If you had to, could you pick one visionary most responsible for shaping today's technology? Many might be quick to nominate people like Jobs, Gates, or Zuckerberg. Those who are a bit more in the know would probably name the likes of Kurzweil, Tomlinson (R.I.P.), or Berners-Lee.
But there is a very strong argument to be made that tech's most influential thinker is actually actor Paul Reubens (AKA Pee-wee Herman).
When technology is removed from its scientific context, we are left with magic. Consider the fantastical power to conjure songs out of thin air; communicate in real-time with people on the other side of the planet; or instantly know about any topic in the world for free at any time of day. We are all wizards in 2016.
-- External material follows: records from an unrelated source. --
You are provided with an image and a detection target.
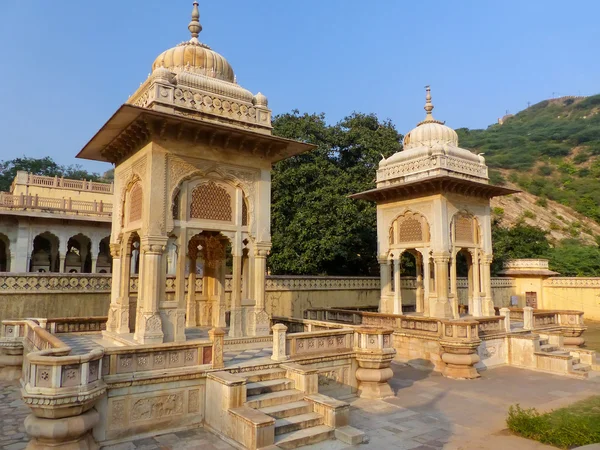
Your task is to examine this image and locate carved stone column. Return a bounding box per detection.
[186,253,198,327]
[450,253,460,319]
[440,320,481,379]
[117,242,132,334]
[138,237,167,344]
[430,252,452,318]
[481,255,496,316]
[423,252,431,317]
[106,243,122,333]
[208,328,225,369]
[354,328,396,398]
[469,249,483,317]
[415,252,425,313]
[271,323,289,361]
[392,255,402,314]
[247,243,271,336]
[229,246,243,337]
[378,255,391,314]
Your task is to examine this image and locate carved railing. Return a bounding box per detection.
[103,341,213,380]
[474,316,506,336]
[18,173,114,194]
[286,329,354,358]
[0,192,112,217]
[544,277,600,289]
[0,273,112,293]
[533,311,559,330]
[45,316,108,334]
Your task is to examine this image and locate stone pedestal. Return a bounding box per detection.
[271,323,289,361]
[25,409,100,450]
[208,328,225,369]
[440,320,481,379]
[0,341,23,381]
[354,328,396,398]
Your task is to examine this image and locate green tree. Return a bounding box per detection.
[491,220,551,275]
[0,156,100,191]
[550,239,600,277]
[269,111,402,275]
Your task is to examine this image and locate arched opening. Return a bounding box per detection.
[29,231,60,272]
[0,233,10,272]
[96,236,112,273]
[64,233,92,273]
[186,231,231,327]
[129,232,140,275]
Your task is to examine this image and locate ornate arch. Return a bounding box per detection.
[388,210,431,246]
[117,172,143,229]
[450,210,481,247]
[167,156,256,232]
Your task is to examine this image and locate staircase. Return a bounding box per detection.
[540,339,592,378]
[239,369,335,449]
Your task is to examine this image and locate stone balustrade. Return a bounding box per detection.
[0,192,112,218]
[285,329,354,359]
[16,171,114,194]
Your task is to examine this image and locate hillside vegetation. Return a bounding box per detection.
[456,95,600,223]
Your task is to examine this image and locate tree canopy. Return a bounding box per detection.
[0,156,100,192]
[269,111,402,275]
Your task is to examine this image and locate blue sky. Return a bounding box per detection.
[0,0,600,172]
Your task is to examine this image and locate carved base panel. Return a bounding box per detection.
[25,409,100,450]
[105,383,205,441]
[229,308,244,337]
[138,313,164,344]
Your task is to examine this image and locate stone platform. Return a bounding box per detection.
[0,363,600,450]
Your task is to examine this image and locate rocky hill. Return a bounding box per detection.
[457,95,600,244]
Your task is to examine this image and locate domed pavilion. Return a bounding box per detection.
[78,2,313,344]
[353,86,517,318]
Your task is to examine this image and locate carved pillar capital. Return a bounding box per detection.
[110,244,121,259]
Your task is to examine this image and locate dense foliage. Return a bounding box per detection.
[269,111,402,275]
[456,95,600,222]
[0,156,100,192]
[506,396,600,449]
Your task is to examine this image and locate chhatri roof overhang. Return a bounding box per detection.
[350,175,520,203]
[77,104,316,164]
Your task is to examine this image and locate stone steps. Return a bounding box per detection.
[236,369,285,383]
[275,412,323,436]
[573,363,592,372]
[246,389,304,409]
[275,425,334,449]
[260,400,313,419]
[240,369,335,449]
[246,378,294,397]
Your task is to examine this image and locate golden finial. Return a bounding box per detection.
[425,86,435,122]
[419,86,444,125]
[188,1,202,43]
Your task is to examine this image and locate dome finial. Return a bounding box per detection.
[188,1,202,43]
[424,85,435,122]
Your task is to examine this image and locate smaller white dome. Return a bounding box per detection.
[404,121,458,150]
[404,86,458,150]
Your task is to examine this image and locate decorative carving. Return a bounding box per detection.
[188,390,200,413]
[130,392,183,422]
[190,181,233,222]
[145,315,162,333]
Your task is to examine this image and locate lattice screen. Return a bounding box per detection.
[242,199,248,226]
[190,181,233,222]
[398,217,424,242]
[129,183,143,222]
[455,214,475,243]
[173,192,179,219]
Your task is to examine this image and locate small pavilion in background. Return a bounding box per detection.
[78,2,313,344]
[352,86,518,318]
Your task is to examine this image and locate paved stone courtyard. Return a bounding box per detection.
[0,364,600,450]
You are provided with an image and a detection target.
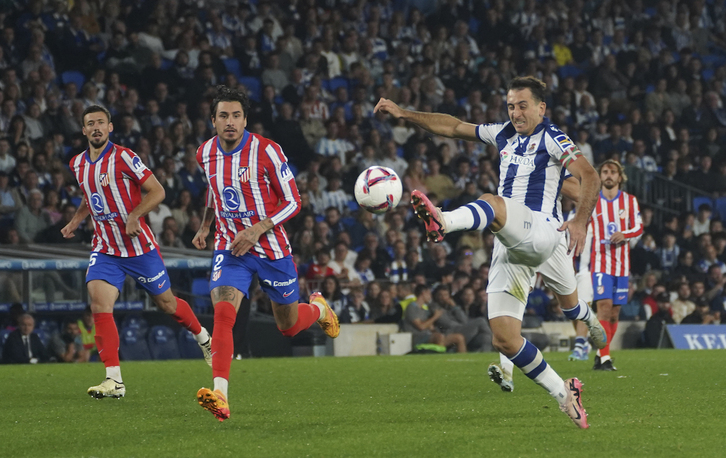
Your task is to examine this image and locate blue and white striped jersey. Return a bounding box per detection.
[476,117,582,222]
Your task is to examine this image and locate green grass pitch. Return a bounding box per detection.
[0,350,726,458]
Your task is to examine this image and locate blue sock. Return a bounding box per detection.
[575,336,587,351]
[443,200,494,232]
[509,339,567,404]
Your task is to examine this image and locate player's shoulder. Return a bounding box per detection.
[250,132,281,151]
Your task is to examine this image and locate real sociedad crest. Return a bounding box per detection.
[237,167,250,183]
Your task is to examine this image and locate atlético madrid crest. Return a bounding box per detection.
[237,167,250,183]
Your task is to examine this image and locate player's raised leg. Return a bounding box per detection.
[88,278,126,399]
[197,282,249,421]
[489,292,588,428]
[153,288,212,367]
[411,190,507,242]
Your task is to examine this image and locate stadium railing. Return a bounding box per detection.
[0,249,211,313]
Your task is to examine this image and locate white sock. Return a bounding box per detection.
[194,326,209,343]
[106,366,124,383]
[441,200,494,232]
[499,353,514,379]
[214,377,229,399]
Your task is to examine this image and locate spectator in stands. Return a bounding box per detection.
[0,169,23,226]
[432,285,493,352]
[320,274,348,315]
[48,319,90,363]
[680,297,721,324]
[339,287,371,324]
[401,285,466,353]
[671,282,696,324]
[693,204,713,237]
[15,189,51,243]
[3,313,48,364]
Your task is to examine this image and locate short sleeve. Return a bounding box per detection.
[545,126,584,167]
[476,123,504,145]
[119,150,152,184]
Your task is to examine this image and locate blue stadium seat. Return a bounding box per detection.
[693,196,715,213]
[147,325,181,359]
[238,76,262,102]
[558,65,582,78]
[713,197,726,221]
[328,76,348,93]
[35,318,60,336]
[222,57,242,80]
[118,328,151,361]
[121,314,149,337]
[61,70,86,88]
[177,328,204,359]
[192,278,212,313]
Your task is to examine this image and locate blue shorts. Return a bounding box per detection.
[86,250,170,296]
[592,272,628,305]
[209,250,300,305]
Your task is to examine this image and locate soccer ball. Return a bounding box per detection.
[355,165,403,213]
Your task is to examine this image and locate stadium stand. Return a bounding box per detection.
[0,0,726,355]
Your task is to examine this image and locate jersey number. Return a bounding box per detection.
[212,254,224,270]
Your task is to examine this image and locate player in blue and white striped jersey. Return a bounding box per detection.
[374,77,606,428]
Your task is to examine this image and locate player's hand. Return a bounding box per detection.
[373,98,403,118]
[126,215,141,237]
[61,220,78,239]
[232,224,262,256]
[557,220,587,256]
[610,232,625,245]
[192,227,209,250]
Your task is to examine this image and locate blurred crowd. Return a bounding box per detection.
[0,0,726,344]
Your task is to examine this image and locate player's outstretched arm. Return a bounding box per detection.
[192,207,214,250]
[373,98,479,141]
[61,194,90,239]
[126,175,166,237]
[560,156,600,256]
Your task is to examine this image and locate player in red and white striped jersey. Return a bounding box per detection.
[193,86,340,421]
[61,105,212,398]
[590,159,643,370]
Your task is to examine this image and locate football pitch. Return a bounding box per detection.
[0,350,726,458]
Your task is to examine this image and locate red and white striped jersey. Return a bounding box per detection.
[590,191,643,277]
[197,130,300,259]
[70,142,157,258]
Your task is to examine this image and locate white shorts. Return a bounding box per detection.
[487,197,574,319]
[537,237,580,300]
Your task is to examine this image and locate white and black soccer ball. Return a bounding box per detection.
[355,165,403,213]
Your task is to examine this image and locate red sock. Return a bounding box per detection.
[93,313,120,367]
[171,297,202,336]
[212,301,237,380]
[600,320,611,358]
[277,304,320,337]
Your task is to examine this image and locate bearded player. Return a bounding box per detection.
[193,86,340,421]
[61,105,212,399]
[590,159,643,371]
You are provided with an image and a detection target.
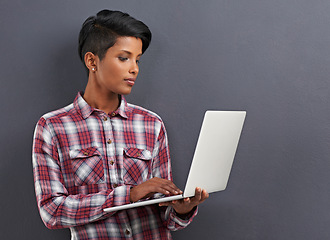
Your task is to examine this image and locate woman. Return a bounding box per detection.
[33,10,208,240]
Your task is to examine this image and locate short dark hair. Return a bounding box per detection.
[78,9,151,63]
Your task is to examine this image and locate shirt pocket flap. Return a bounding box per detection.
[124,148,152,160]
[70,147,101,159]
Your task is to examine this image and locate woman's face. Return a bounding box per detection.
[91,37,142,95]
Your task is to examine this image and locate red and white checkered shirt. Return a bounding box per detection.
[33,93,197,240]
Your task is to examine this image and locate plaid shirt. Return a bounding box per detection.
[33,93,197,240]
But behind each piece of engineered magic, there is a creator. Somebody had to want to create a thing that did not yet exist. Ideas come from any number of sources, but it's interesting how many notable future-makers cite inspiration from the imaginary doohickeys they saw depicted in movies, books, or TV.
Even if make-believe gadgets don't offer a direct blueprint, they can be credited with planting the idea for something cool that really should exist. For example, engineer Simon Lake was inspired to develop the modern submarine after reading Jules Verne's Twenty Thousand Leagues Under The Sea. Martin Cooper, the godfather of modern wireless communications, has stated that his work was directly influenced by Dick Tracy's wristwatch. An early goal of the original Google team was to create something akin to "the computer on Star Trek."
Now consider the manic Saturday morning show Pee-wee's Playhouse, which aired on CBS between 1986 and 1990. This triple espresso shot of a program consisted of an excitable man-child and his "playhouse" full of sentient (some might even say "smart") objects.
While Pee-wee's non-human friends were brought to TV life via rudimentary puppets and animation, they managed to make an undeniable impact on the show's surprisingly varied audience, which consisted of everything from school-aged children and college-age stoners. Today, the original Playhouse audience is anywhere between their late 20s and late 40s. This also happens to be the demographic where we find many of today's cutting-edge engineers, tech CEOs, angel investors, and other assorted futurati.
I don't know any technologists who specifically cite Pee-wee as an influence on their work, but it's hard to ignore the eerie similarities between today's technology and the Playhouse's sentient inhabitants.
One particularly prescient example is Pee-wee's "Picturephone" booth, which allowed him to see and speak with people from the far reaches of his trippy universe. Today, this ability to both see and hear each other across great distances is painfully routine and accessible through machines we keep in our pockets. While there were indeed some crude attempts at visual communication in the late 1980s, the technology was pure fantasy to most viewers at the time.
Pee-wee was far from the first person to hint at seamless video communication, but it's not hard to imagine an impressionable member of Pee-wee's late-1980s audience going on to help develop Skype, FaceTime, or Google Hangouts. Perhaps this connection is grasping at straws, but the timing sure works out.
Also consider the Playhouse's "Magic Screen," which acted as a window and a door to Pee-wee's wider world. It's interesting to note the bezel-laden shape of the magic screen, particularly how flat it was. The Magic Screen was far skinnier than any of the tube-based TVs its visage was broadcast on. While flat-panel displays have been around—in some form—for decades, the technological breakthroughs that allowed them to become ubiquitous have only been available in the past 20 years or so.
It's also not difficult to see modern-day echoes in playhousemates like the wish-granting, gibberish-spouting Jambi or location-aware Globey. These interactive friends' abilities to answer questions and solve problems aren't so removed from those of increasingly capable AI-enabled assistants like Cortana, Siri, or Alexa. While far more charismatic, there's not much Globey brings to the picture that Google Maps doesn't do better now.
If we take a step back, we can see the Playhouse for what it is: An early version of The Internet of Things which allows people to communicate with their household devices (and communicate with each other). Setting your smart bulb isn't so different than conversing with a talking chandelier if you think about it.
This post might come off as a desperate bout of nostalgia, but I don't have any particular emotional attachment to Playhouse. While I was at the correct age for the show, I somehow just missed that boat. But as it happens, in the run-up to the new Pee-wee movie, the entire Playhouse run has made its way to Netflix and I've had the opportunity to watch them with my toddler son (he's mostly into all the noise, color, and commotion).
As someone who writes about technology, I was struck by how these bits of magic and fantasy have become real—in some way. (Check out that gallery above and you can decide how much Pee-wee really predicted.) It's difficult to imagine that the small portion of the Playhouse audience that did go on to become engineers didn't carry a little bit of the show with them.
If it's true that fiction eventually creates reality in its own image, then perhaps we should look at science fiction and fantasy less as fits of escapism and more as a window into what might be.